À ce jour, Domingo indique que Securitize possède la capacité d’opérer en tant qu’agent de transfert, offre des fonctionnalités de déclaration fiscale, agit comme courtier/négociant, et même comme ATS pour le trading sur le marché secondaire. Ces capacités ont déjà conduit à plusieurs partenariats prometteurs avec des entreprises telles que le suivant,
- Stonegate
- Hamilton Lane
Domingo attribue la capacité de Securitize à rester à la pointe du secteur à quelques approches simples.
- Bonne exécution
- Approche ciblée
- Conscience financière
Il a été noté que le timing et la capacité de résilience constituent les plus grandes incertitudes du secteur. Domingo estime que non seulement les titres numériques deviendront courants, mais qu’en s’en tenant à cette approche, Securitize pourra perdurer aussi longtemps que nécessaire. En attendant, l’entreprise prévoit de continuer à développer son écosystème en se concentrant sur la participation des investisseurs et les mécanismes de liquidité tels que le prêt.
Peu d’amour pour la DeFi
Étant donné que les protocoles et plateformes de finance décentralisée (DeFi) sont essentiellement l’antithèse d’une entité réglementée, conforme aux exigences KYC/AML comme Securitize, il était intéressant d’entendre les réflexions de Domingo à leur sujet lorsque le sujet a été abordé.
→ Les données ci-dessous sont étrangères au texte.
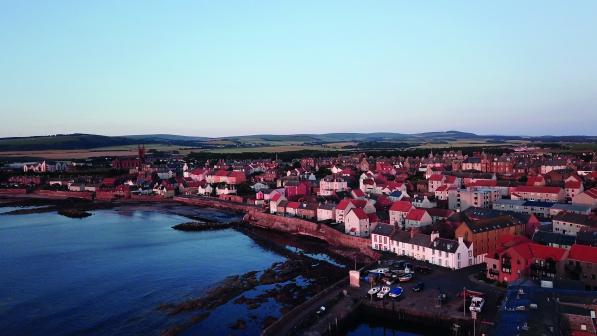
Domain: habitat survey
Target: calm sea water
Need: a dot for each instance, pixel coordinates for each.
(107, 274)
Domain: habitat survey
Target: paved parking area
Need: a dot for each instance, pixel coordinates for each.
(443, 280)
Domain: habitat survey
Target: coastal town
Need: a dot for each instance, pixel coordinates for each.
(512, 232)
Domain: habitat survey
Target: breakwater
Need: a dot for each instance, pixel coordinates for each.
(256, 216)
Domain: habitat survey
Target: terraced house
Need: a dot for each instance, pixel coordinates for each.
(485, 234)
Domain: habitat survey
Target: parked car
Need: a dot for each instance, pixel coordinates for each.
(405, 278)
(477, 304)
(374, 290)
(423, 269)
(383, 292)
(395, 293)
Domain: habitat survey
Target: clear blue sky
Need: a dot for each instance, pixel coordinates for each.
(216, 68)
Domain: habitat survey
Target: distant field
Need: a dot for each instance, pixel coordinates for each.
(65, 154)
(269, 149)
(468, 143)
(131, 150)
(341, 144)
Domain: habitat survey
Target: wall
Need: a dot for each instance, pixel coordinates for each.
(256, 216)
(65, 194)
(13, 191)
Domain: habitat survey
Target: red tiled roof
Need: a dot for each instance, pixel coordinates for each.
(540, 190)
(360, 213)
(592, 193)
(221, 172)
(359, 203)
(450, 179)
(402, 206)
(583, 253)
(416, 214)
(293, 205)
(358, 192)
(443, 187)
(572, 185)
(531, 251)
(343, 204)
(483, 183)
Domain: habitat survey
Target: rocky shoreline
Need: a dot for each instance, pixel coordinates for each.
(281, 279)
(204, 226)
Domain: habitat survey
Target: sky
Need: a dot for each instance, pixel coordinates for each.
(219, 68)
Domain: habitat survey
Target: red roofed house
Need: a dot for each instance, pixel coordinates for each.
(542, 194)
(356, 223)
(526, 260)
(398, 212)
(346, 204)
(275, 200)
(435, 180)
(582, 265)
(536, 181)
(292, 208)
(296, 188)
(236, 177)
(588, 197)
(417, 218)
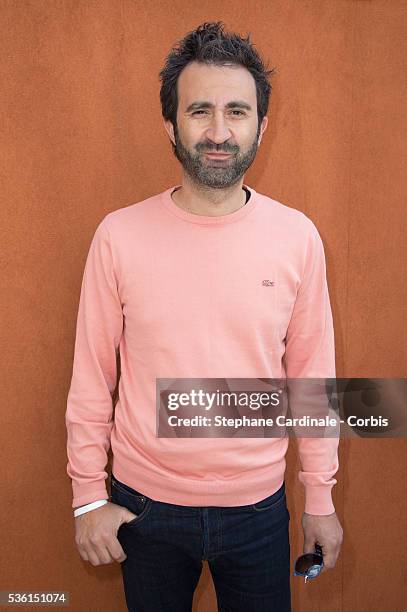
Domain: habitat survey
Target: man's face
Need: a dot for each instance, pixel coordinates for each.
(206, 124)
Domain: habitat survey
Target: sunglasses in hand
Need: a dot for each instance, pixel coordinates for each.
(309, 565)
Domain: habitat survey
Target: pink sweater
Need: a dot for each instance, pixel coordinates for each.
(181, 295)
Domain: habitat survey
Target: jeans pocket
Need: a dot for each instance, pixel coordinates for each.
(272, 501)
(136, 502)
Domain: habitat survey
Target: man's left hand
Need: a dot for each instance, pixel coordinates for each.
(326, 531)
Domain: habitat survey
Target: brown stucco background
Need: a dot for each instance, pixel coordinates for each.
(82, 135)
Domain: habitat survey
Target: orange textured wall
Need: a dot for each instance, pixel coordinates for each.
(82, 135)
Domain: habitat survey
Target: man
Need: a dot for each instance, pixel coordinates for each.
(207, 279)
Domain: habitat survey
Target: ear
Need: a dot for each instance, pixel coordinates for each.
(169, 128)
(263, 128)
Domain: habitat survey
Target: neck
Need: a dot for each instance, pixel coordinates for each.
(203, 200)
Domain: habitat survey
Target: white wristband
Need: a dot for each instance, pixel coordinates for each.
(92, 506)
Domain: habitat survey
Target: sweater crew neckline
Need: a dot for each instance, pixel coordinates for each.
(170, 205)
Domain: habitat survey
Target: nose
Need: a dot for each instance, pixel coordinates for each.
(218, 130)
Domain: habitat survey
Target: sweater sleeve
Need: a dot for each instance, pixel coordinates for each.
(310, 353)
(89, 413)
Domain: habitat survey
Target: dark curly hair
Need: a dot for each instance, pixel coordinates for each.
(210, 44)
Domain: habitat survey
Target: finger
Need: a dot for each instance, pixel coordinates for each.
(116, 551)
(103, 554)
(93, 557)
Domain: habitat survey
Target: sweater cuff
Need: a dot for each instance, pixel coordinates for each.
(85, 494)
(318, 500)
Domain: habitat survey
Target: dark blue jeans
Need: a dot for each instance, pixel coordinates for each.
(247, 549)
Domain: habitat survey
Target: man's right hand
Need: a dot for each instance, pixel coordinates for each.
(96, 533)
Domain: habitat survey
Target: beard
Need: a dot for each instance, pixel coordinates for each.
(214, 173)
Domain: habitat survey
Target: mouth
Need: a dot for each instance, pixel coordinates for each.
(218, 155)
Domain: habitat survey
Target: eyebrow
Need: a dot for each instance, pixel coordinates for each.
(204, 104)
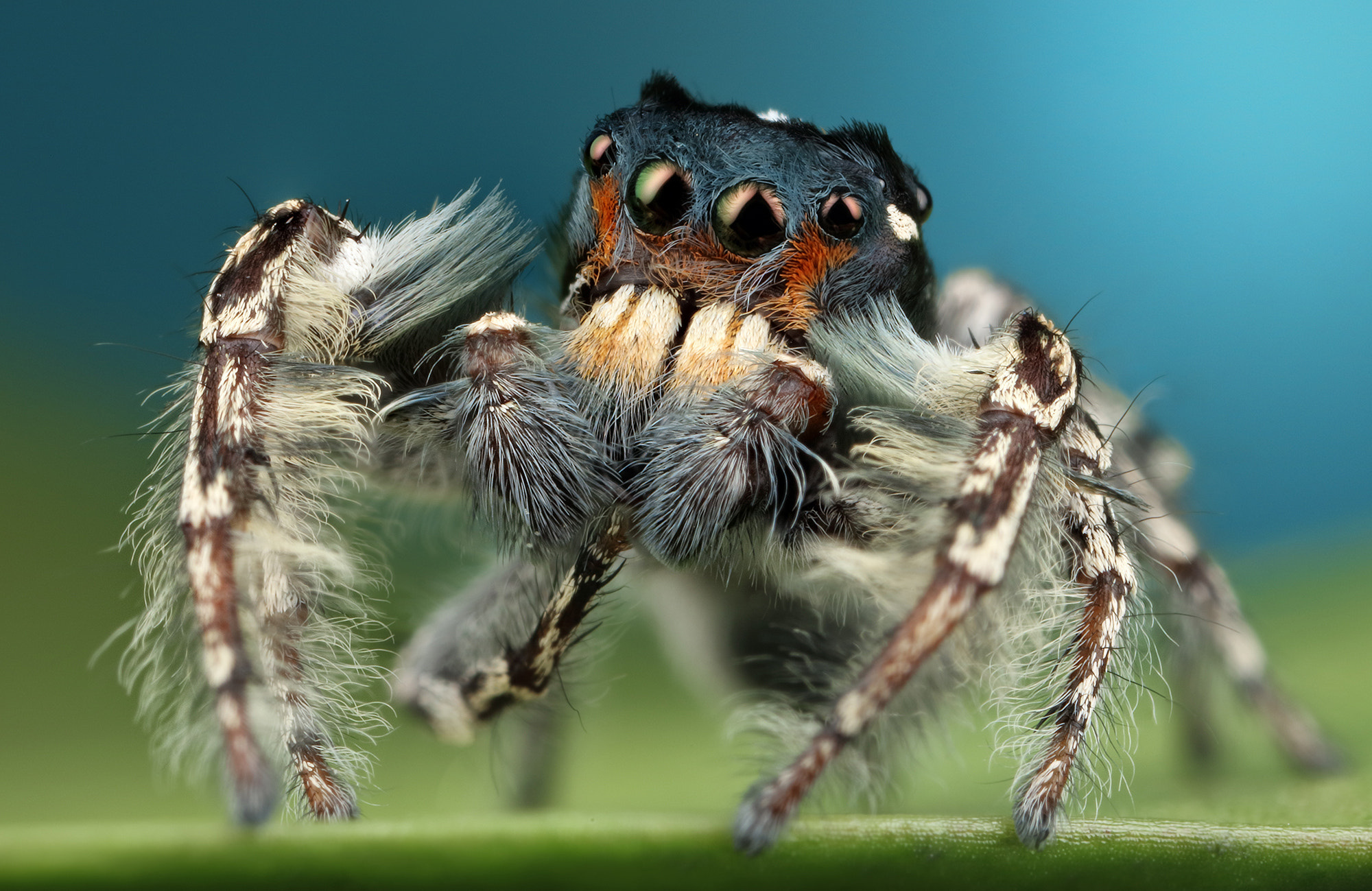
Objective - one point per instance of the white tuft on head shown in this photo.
(902, 224)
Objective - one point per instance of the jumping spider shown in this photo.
(757, 377)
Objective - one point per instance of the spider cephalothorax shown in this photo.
(755, 379)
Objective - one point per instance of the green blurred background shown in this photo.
(1204, 169)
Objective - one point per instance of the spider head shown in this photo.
(721, 203)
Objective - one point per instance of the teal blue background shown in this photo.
(1200, 169)
(1203, 170)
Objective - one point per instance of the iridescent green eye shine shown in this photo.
(750, 219)
(661, 198)
(842, 215)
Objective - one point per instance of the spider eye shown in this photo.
(599, 154)
(661, 198)
(750, 219)
(924, 203)
(842, 215)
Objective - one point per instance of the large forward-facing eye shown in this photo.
(750, 219)
(842, 215)
(599, 154)
(661, 198)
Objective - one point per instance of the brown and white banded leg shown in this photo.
(1153, 468)
(1101, 565)
(216, 498)
(283, 617)
(241, 512)
(456, 694)
(1024, 410)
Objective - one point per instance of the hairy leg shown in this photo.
(478, 657)
(1024, 409)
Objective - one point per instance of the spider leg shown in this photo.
(1153, 468)
(737, 450)
(231, 502)
(1101, 565)
(448, 678)
(1023, 412)
(1203, 591)
(281, 420)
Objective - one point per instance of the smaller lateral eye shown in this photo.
(924, 203)
(842, 215)
(661, 198)
(599, 154)
(750, 218)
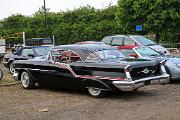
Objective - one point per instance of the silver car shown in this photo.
(124, 40)
(172, 64)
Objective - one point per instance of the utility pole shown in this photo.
(45, 18)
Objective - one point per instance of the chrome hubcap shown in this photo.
(25, 79)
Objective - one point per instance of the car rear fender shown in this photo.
(96, 84)
(21, 71)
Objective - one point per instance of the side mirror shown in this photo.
(133, 55)
(31, 55)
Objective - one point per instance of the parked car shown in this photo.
(1, 74)
(172, 65)
(2, 48)
(123, 40)
(24, 53)
(90, 42)
(97, 68)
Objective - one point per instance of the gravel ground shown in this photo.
(161, 102)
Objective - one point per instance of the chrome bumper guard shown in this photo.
(130, 85)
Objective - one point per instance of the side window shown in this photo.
(107, 40)
(129, 41)
(26, 52)
(127, 52)
(117, 41)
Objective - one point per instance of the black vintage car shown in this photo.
(96, 67)
(24, 53)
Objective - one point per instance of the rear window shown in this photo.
(117, 41)
(144, 41)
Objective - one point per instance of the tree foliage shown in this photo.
(160, 17)
(82, 24)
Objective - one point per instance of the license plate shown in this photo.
(147, 82)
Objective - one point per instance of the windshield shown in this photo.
(104, 54)
(146, 52)
(41, 51)
(144, 41)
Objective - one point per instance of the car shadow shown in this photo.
(110, 95)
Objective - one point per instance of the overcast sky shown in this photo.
(28, 7)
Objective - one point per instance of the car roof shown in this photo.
(89, 47)
(117, 36)
(83, 49)
(89, 42)
(124, 36)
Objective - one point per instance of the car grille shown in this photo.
(143, 72)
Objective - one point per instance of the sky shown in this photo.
(29, 7)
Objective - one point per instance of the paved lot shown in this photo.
(161, 102)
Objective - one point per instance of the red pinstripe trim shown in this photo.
(66, 66)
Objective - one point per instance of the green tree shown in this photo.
(157, 16)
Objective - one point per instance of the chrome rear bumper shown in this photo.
(129, 85)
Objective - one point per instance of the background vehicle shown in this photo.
(123, 40)
(39, 42)
(24, 53)
(1, 74)
(2, 48)
(96, 67)
(172, 64)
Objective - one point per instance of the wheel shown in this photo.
(27, 80)
(11, 68)
(96, 92)
(1, 74)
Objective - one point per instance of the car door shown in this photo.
(54, 72)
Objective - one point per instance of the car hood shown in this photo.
(169, 58)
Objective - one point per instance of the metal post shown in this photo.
(45, 18)
(24, 39)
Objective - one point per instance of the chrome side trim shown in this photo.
(133, 85)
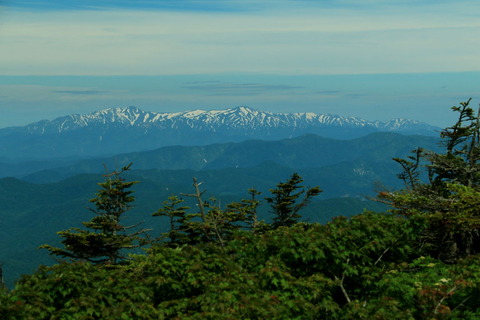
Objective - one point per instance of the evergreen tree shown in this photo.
(449, 201)
(284, 202)
(106, 238)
Sans surprise, la prévalence des piratages, de l’anonymat et du manque de conformité aux réglementations a chacun rendu difficile pour Domingo de voir une adoption réelle de la DeFi. En termes simples, la plupart des personnes et des entreprises perçoivent trop de risques et souhaitent opérer dans un environnement réglementé.
Bien que ce qui précède puisse être vrai aujourd’hui, Domingo n’a pas manqué de reconnaître son amour pour la grande technologie et l’ingéniosité offertes par la DeFi. Plus précisément, il a été noté que certaines approches de prêt et de market makers automatisés pourraient être adoptées par Securitize avec le temps.
Un regard vers l’avenir
Alors, que voit le PDG de Securitize lorsqu’il porte un regard plus large sur les titres numériques dans les années à venir ?
Le premier point abordé était une série de besoins à satisfaire. Décrivant le secteur comme une place de marché à double face composée d’actifs et d’investisseurs, Domingo a noté que le côté actif de l’équation a déjà été résolu. Le problème réside dans le manque d’adoption par les investisseurs – un problème qui peut être résolu en apportant davantage d’utilité aux actifs tokenisés et en travaillant collectivement pour garantir que la non‑conformité des participants du secteur ne se manifeste pas.
De plus, Domingo a fait écho à un sentiment similaire partagé le deuxième jour du TokenizeThis Summit par Graham Rodford, PDG d’Archax, qui a déclaré que mettre des actifs de mauvaise qualité sur la chaîne ne les rend pas bons. Au contraire, il faut un effort concerté pour ne tokeniser que des actifs déjà bons et solides.
Ce n’est pas tout en montée à partir d’ici, cependant. Au cours de l’année prochaine, Domingo prévoit de grands événements, dont la création du premier fonds tokenisé de plus de 1 000 000 000 $. Lorsque cela se produira, il croit que les investisseurs commenceront enfin à percevoir les avantages offerts par la tokenisation (c’est‑à‑dire flexibilité et efficacité) et que le secteur est là pour rester.
Une fois cela arrivé, le secteur atteindra un point d’inflexion.